# Feature Engineering for Credit Risk Modeling

## Objective
The goal of this notebook is to transform raw borrower information into meaningful behavioral features that reflect repayment capacity and credit risk.

In [1]:
import pandas as pd
import numpy as np

In [2]:
df = pd.read_csv("../data/raw/lendingclub.csv")

  df = pd.read_csv("../data/raw/lendingclub.csv")


In [3]:
valid_status = ["Fully Paid", "Charged Off"]

df = df[df["loan_status"].isin(valid_status)].copy()

df["default"] = np.where(df["loan_status"] == "Charged Off", 1, 0)

In [4]:
df = df[
    [
        "loan_amnt",
        "term",
        "int_rate",
        "annual_inc",
        "dti",
        "fico_range_low",
        "fico_range_high",
        "revol_util",
        "emp_length",
        "default"
    ]
]


In [5]:
df["term"] = df["term"].str.extract(r"(\d+)").astype(int)

In [6]:
df["fico_avg"] = (df["fico_range_low"] + df["fico_range_high"]) / 2

df = df.drop(columns=["fico_range_low", "fico_range_high"])

In [7]:
df.loc[df["annual_inc"] == 0, "annual_inc"] = np.nan


In [8]:
df["loan_to_income"] = df["loan_amnt"] / df["annual_inc"]


In [9]:
df["revol_util"] = df["revol_util"].clip(upper=100)

In [10]:
df["revol_util"] = df["revol_util"].fillna(df["revol_util"].median())

In [11]:
df["emp_length"] = df["emp_length"].replace({
    "10+ years": 10,
    "< 1 year": 0,
    "1 year": 1,
    "2 years": 2,
    "3 years": 3,
    "4 years": 4,
    "5 years": 5,
    "6 years": 6,
    "7 years": 7,
    "8 years": 8,
    "9 years": 9
})

df["emp_length"] = pd.to_numeric(df["emp_length"])

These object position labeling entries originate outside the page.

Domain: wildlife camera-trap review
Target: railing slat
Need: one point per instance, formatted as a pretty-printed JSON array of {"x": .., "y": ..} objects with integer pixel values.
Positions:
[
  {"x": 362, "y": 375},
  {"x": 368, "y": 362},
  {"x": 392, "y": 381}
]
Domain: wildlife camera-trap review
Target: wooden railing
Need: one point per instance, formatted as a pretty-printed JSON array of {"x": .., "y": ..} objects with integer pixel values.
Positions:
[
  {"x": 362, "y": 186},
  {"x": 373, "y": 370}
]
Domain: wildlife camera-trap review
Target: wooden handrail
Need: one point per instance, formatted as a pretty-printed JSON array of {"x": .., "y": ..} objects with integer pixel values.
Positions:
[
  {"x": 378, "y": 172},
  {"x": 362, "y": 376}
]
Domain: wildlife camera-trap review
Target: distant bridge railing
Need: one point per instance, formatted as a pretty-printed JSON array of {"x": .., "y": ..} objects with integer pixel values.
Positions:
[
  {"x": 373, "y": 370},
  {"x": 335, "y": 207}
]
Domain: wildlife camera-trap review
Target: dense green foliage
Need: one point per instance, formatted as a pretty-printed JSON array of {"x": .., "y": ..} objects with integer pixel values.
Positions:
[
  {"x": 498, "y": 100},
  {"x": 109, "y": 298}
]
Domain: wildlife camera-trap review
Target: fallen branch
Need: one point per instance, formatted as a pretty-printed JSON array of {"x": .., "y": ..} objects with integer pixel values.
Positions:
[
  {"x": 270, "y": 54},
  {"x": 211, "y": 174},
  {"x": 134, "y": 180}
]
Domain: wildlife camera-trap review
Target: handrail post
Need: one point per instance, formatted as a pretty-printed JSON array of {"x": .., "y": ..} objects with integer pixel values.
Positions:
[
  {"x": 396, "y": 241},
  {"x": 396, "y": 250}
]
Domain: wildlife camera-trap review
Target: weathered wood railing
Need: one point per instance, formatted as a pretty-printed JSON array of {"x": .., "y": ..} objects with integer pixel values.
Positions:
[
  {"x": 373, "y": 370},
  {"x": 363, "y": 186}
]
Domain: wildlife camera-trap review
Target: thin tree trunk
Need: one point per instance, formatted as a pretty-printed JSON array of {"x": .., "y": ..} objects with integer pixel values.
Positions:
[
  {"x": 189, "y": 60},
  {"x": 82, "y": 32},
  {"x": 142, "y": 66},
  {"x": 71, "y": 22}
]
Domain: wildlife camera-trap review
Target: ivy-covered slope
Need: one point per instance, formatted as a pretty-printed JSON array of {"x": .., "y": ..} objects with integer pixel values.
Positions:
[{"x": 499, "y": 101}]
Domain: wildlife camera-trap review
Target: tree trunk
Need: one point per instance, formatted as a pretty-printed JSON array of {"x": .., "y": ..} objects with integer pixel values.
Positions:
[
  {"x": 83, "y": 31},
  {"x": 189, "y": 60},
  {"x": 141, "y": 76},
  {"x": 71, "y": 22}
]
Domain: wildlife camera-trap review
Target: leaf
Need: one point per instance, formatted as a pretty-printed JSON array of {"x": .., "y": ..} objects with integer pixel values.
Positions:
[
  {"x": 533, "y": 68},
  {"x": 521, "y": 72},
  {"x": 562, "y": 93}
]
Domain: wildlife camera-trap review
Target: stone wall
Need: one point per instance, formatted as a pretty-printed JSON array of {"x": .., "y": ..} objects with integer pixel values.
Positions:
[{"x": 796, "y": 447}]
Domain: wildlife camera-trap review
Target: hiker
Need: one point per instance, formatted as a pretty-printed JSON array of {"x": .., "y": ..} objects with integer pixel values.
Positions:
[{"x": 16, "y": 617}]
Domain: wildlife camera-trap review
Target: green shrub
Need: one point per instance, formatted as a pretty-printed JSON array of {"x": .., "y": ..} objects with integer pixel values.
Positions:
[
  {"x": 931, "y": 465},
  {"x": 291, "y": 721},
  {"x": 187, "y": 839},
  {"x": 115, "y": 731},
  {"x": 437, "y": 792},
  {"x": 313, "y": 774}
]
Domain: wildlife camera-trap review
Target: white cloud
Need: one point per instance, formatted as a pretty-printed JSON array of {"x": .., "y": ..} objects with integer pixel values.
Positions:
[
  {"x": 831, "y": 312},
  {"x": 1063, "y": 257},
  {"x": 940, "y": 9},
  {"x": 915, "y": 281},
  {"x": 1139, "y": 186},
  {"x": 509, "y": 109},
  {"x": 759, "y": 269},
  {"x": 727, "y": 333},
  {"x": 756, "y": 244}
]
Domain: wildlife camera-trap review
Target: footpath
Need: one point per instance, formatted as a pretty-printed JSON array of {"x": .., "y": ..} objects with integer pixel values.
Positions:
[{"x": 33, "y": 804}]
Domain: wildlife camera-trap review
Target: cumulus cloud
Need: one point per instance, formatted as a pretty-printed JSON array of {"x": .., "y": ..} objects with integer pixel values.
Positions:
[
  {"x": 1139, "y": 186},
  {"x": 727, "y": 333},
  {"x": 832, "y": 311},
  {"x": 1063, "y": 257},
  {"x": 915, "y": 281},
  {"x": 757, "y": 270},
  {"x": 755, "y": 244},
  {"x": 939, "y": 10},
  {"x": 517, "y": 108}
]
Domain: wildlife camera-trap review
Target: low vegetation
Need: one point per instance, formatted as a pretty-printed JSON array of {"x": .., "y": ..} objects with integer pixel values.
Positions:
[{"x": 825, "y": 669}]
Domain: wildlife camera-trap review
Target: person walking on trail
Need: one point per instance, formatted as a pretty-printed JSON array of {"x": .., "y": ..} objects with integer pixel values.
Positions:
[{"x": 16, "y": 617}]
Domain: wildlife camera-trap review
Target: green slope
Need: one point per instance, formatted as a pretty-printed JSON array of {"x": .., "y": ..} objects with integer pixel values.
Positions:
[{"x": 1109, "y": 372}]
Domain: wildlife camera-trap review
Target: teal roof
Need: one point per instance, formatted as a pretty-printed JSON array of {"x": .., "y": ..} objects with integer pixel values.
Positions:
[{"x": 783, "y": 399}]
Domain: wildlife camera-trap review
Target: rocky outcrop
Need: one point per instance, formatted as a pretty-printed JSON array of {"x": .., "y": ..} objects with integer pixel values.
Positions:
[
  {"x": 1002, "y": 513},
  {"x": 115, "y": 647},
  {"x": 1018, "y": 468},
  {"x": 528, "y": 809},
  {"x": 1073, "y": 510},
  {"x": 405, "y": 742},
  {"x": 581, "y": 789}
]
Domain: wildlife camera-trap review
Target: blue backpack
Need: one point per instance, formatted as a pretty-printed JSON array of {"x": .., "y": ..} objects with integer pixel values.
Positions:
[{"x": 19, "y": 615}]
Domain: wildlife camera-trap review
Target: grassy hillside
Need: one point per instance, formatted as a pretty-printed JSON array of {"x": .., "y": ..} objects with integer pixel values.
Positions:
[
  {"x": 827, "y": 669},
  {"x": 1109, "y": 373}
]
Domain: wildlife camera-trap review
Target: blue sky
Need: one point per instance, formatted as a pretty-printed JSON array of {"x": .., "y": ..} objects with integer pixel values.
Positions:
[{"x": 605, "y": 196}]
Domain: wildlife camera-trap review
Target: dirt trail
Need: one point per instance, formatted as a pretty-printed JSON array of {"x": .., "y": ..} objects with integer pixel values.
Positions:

  df["emp_length"] = df["emp_length"].replace({


In [12]:
df["annual_inc"] = df["annual_inc"].fillna(df["annual_inc"].median())
df["dti"] = df["dti"].fillna(df["dti"].median())
df["emp_length"] = df["emp_length"].fillna(df["emp_length"].median())
df["loan_to_income"] = df["loan_to_income"].fillna(df["loan_to_income"].median())

In [13]:
df.dtypes
df.isna().sum()
df.describe()

Unnamed: 0,loan_amnt,term,int_rate,annual_inc,dti,revol_util,emp_length,default,fico_avg,loan_to_income
count,1345310.0,1345310.0,1345310.0,1345310.0,1345310.0,1345310.0,1345310.0,1345310.0,1345310.0,1345310.0
mean,14419.97,41.7902,13.23962,76265.08,18.28248,51.79824,5.967865,0.1996261,698.1851,0.3973044
std,8717.051,10.26832,4.768716,69914.18,11.1589,24.47533,3.58185,0.3997195,31.85284,70.8192
min,500.0,36.0,5.31,1.0,-1.0,0.0,0.0,0.0,627.0,0.0001714286
25%,8000.0,36.0,9.75,45900.0,11.79,33.5,3.0,0.0,672.0,0.1246903
50%,12000.0,36.0,12.74,65000.0,17.61,52.2,6.0,0.0,692.0,0.2
75%,20000.0,36.0,15.99,90000.0,24.05,70.7,10.0,0.0,712.0,0.2909091
max,40000.0,60.0,30.99,10999200.0,999.0,100.0,10.0,1.0,847.5,40000.0


In [15]:
df.loc[df["dti"] < 0, "dti"] = df["dti"].median()

In [16]:
df["loan_to_income"] = df["loan_to_income"].clip(upper=10)

In [17]:
df.dtypes
df.isna().sum()
df.describe()

Unnamed: 0,loan_amnt,term,int_rate,annual_inc,dti,revol_util,emp_length,default,fico_avg,loan_to_income
count,1345310.0,1345310.0,1345310.0,1345310.0,1345310.0,1345310.0,1345310.0,1345310.0,1345310.0,1345310.0
mean,14419.97,41.7902,13.23962,76265.08,18.28251,51.79824,5.967865,0.1996261,698.1851,0.2162308
std,8717.051,10.26832,4.768716,69914.18,11.15888,24.47533,3.58185,0.3997195,31.85284,0.1542117
min,500.0,36.0,5.31,1.0,0.0,0.0,0.0,0.0,627.0,0.0001714286
25%,8000.0,36.0,9.75,45900.0,11.79,33.5,3.0,0.0,672.0,0.1246903
50%,12000.0,36.0,12.74,65000.0,17.61,52.2,6.0,0.0,692.0,0.2
75%,20000.0,36.0,15.99,90000.0,24.05,70.7,10.0,0.0,712.0,0.2909091
max,40000.0,60.0,30.99,10999200.0,999.0,100.0,10.0,1.0,847.5,10.0


In [18]:
df.to_csv("../data/processed/model_data.csv", index=False)

### Alignment with EDA

Feature selection and transformations were informed by EDA insights to ensure consistency between observed risk patterns and engineered behavioral features.